Dagan defends public discourse on Iranian threat

Former Mossad chief says military option must remain on table, but as last resort; adds Iran's influence in ME waning.

Meir Dagan 370 (photo credit: Marc Israel Sellem)
Meir Dagan 370
(photo credit: Marc Israel Sellem)
Former Mossad chief Meir Dagan on Sunday rejected as baseless recent criticism leveled against for making public pronouncements about the Iranian nuclear threat.
Speaking at a security conference at Tel Aviv University, Dagan said: "The heart of democracy is based upon debate of such issues."
IDF Chief of Staff Lt.-Gen. Benny Gantz last week took an apparent swipe at former defense establishment officials for public public comments on Iran, saying that "there is a lot of idle chatter on the issue." The comments were widely viewed as being directed at Dagan and Former Shin Bet (Israel Security Agency) chief Yuval Diskin, who have publicly questioned Israel's current leadership for threatening an attack against Iran's nuclear facilities and suggested that such an attack would not be effective in seriously curbing Iran's nuclear program.

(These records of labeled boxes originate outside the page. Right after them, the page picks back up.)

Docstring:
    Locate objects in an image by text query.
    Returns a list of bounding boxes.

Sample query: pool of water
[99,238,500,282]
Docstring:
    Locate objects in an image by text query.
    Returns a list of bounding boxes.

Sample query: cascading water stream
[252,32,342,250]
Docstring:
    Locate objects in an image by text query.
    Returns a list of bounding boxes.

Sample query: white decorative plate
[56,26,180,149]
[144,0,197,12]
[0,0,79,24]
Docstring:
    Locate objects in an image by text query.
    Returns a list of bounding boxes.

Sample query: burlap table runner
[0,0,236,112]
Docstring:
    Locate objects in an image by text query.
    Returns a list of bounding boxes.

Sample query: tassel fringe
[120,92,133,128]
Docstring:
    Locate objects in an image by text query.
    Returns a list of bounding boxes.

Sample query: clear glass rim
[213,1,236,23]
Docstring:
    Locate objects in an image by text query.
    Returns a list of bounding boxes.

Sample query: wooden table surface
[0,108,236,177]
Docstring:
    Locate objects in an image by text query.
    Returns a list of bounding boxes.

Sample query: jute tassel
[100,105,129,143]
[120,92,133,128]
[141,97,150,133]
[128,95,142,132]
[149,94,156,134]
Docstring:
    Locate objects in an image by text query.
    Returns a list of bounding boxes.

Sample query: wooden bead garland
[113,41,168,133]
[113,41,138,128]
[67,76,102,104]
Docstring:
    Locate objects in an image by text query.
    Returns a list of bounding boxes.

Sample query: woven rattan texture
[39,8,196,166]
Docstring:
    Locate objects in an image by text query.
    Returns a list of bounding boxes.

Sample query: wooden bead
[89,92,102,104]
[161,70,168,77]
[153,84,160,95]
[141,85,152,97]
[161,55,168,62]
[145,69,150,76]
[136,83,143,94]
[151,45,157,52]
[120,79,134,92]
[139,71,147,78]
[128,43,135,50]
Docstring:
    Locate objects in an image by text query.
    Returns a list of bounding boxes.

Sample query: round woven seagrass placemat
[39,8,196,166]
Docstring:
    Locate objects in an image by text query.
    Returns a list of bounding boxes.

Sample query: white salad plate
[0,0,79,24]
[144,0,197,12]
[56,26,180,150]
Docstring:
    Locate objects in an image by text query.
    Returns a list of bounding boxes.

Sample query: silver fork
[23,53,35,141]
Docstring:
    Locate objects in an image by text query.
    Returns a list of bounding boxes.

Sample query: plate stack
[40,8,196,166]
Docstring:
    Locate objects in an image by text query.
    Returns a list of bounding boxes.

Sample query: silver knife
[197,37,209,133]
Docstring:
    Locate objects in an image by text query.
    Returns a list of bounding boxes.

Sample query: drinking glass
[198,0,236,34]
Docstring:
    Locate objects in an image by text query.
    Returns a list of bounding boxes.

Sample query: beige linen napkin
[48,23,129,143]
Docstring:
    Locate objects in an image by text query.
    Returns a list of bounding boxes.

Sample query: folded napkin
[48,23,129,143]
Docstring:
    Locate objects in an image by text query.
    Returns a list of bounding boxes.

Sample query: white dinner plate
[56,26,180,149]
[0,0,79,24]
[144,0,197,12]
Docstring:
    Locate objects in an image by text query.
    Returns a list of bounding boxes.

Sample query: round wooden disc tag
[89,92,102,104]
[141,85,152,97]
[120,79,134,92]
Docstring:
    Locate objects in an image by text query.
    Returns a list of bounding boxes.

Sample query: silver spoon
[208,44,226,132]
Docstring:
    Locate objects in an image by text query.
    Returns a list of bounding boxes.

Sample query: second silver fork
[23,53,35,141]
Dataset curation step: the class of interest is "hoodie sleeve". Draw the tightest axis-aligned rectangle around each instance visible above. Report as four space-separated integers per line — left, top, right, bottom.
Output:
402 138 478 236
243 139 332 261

At the conference, Dagan expressed a certain level of support for Prime Minister Binyamin Netanyahu's stance on Iran, saying that he agreed that the international community was being complacent in the face of the Iranian drive for nuclear capabilities. He added, however, that he could not rule out the possibility of an agreement in ongoing IAEA-Iran and P5+1-Iran negotiations.
"The military option must always be on the table with regards to Iran," Dagan said, "but it must also always be a last option."
Dagan also said that he believes Iran's influence is waning in the Middle Eastern region.